I tried to design the replication implementation to be relatively flexible in what the
act of "replication" actually looks like. In short, you write an implementation
that will get some context information about new information in the system that will be
run.
https://github.com/apache/accumulo/blob/3107627b778e3093d95777a4313277305cd0aaa2/core/src/main/java/org/apache/accumulo/core/client/replication/ReplicaSystem.java
Be aware though, this isn't a substitute for a trigger, and may not actually meet your
needs of "realtime". By default, it would be order of minutes before your
implementation would be triggered. You could tweak some configuration parameters down to
10's of seconds, but you would incur some more load by repeatedly scanning the Accumulo
replication table.
If you just want notification of *any* data being written to a table, I think
you could do this pretty easily. Inspecting the new data that has arrived and
make some data-aware notification would be more difficult but likely still
feasible.
D P wrote:
The lily indexer/SEP is really interesting. Thanks for both of your posts
On Wed, Oct 22, 2014 at 2:07 PM, Sean Busbey <[email protected]

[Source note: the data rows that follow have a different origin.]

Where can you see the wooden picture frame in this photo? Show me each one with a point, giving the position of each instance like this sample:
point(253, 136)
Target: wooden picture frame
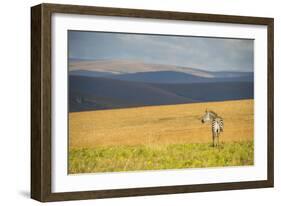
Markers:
point(41, 96)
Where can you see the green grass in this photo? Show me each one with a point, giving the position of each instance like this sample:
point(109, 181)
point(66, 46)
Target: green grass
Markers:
point(154, 157)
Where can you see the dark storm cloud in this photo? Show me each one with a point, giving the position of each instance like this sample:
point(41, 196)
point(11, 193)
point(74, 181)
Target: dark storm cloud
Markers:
point(213, 54)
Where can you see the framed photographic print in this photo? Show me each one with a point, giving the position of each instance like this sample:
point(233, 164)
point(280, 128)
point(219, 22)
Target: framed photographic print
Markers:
point(130, 102)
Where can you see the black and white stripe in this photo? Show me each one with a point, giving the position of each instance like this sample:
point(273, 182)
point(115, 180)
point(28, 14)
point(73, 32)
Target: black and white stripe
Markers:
point(217, 125)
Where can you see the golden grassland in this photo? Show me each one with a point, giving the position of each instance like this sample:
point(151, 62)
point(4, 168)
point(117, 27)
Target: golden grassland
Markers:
point(159, 124)
point(160, 137)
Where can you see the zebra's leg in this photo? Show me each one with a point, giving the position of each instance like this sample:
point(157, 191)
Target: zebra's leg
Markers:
point(217, 139)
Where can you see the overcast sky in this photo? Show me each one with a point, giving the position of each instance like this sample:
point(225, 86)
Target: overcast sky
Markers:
point(211, 54)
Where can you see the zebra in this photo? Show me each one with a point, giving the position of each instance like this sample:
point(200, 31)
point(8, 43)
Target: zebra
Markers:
point(217, 125)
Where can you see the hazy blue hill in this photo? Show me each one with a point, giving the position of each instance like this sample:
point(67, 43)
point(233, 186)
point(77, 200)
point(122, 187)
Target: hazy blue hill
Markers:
point(87, 73)
point(213, 91)
point(170, 77)
point(93, 93)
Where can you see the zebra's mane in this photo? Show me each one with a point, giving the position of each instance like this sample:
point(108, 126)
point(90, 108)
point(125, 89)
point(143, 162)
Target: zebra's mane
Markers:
point(213, 113)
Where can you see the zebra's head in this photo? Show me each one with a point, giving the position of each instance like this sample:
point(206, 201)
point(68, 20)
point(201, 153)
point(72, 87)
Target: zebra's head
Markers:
point(208, 116)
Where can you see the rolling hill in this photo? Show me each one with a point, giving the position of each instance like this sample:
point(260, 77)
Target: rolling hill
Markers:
point(94, 93)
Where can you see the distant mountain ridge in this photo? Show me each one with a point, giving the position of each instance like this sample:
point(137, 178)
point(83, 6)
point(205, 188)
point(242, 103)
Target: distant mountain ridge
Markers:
point(95, 93)
point(111, 84)
point(171, 77)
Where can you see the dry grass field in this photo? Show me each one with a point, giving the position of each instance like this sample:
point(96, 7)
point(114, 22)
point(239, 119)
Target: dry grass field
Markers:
point(159, 137)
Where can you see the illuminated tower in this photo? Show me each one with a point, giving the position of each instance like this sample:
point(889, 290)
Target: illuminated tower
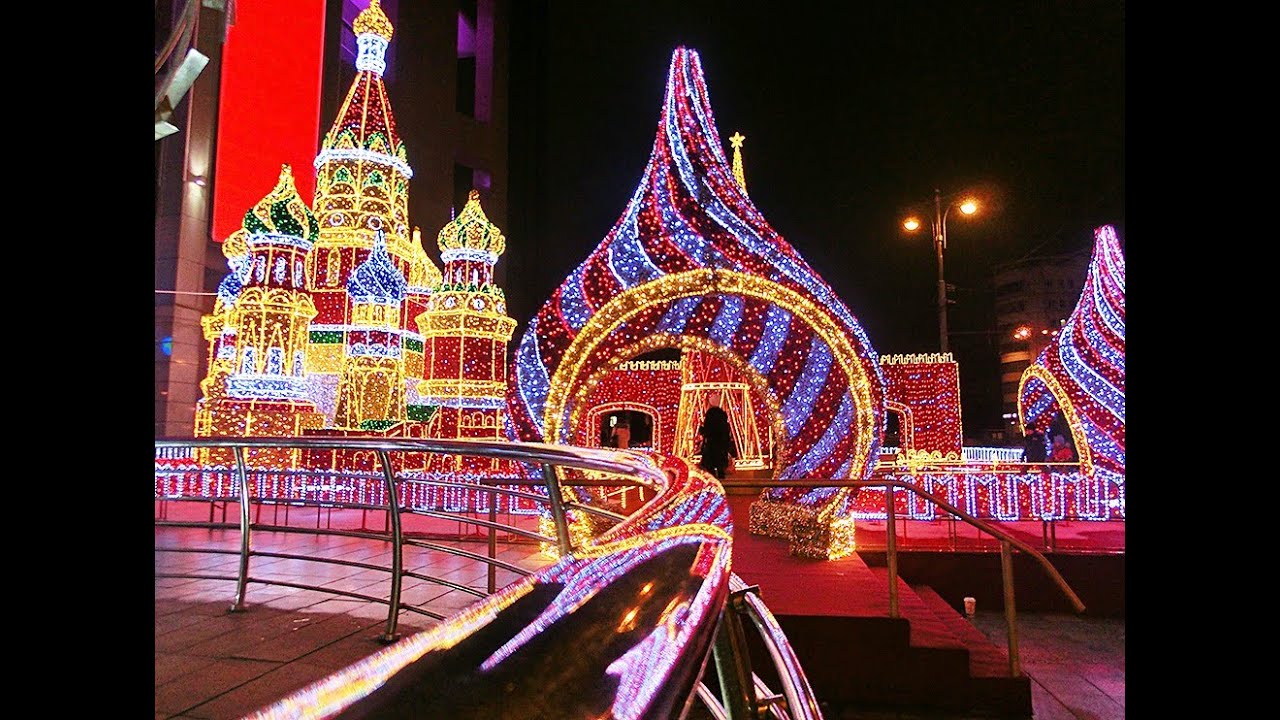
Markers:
point(361, 188)
point(736, 141)
point(466, 331)
point(371, 388)
point(423, 279)
point(257, 332)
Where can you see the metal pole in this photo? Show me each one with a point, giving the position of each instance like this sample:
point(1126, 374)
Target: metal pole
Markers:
point(242, 574)
point(397, 547)
point(732, 665)
point(1006, 572)
point(891, 550)
point(940, 241)
point(493, 541)
point(557, 500)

<mailto:[email protected]>> wrote:
the way this gets done in HBase, i.e. for the HBase Lily
Indexer[1], is to add a replication consumer that isn't an actual
cluster. IMHO, you'd be better off taking that kind of approach
rather than trying to consume the WALs off of HDFS. I haven't
attempted to use our replication interface for this yet, but in
principle it should work.
Note that either of these approaches are going to be very fragile
across Accumulo versions because they aren't interfaces intended
for consumption.
[1]: http://ngdata.github.io/hbase-indexer/
On Wed, Oct 22, 2014 at 12:59 PM, D P <[email protected]
<mailto:[email protected]>> wrote:
I am working with Accumulo and looking for the best means of
knowing when something has been updated/inserted into my
Accumulo instance. For instance, every-time data is inserted,
how can I know externally? If the write-ahead log file stores
this, is it best to just read the HDFS WAL log with a storm
spout to know when something has been inserted into a table?
I am planning to do some real-time visualization with
accumulo, but when data is inserted I want to be able to
notify my UI.
Thanks!
--
Sean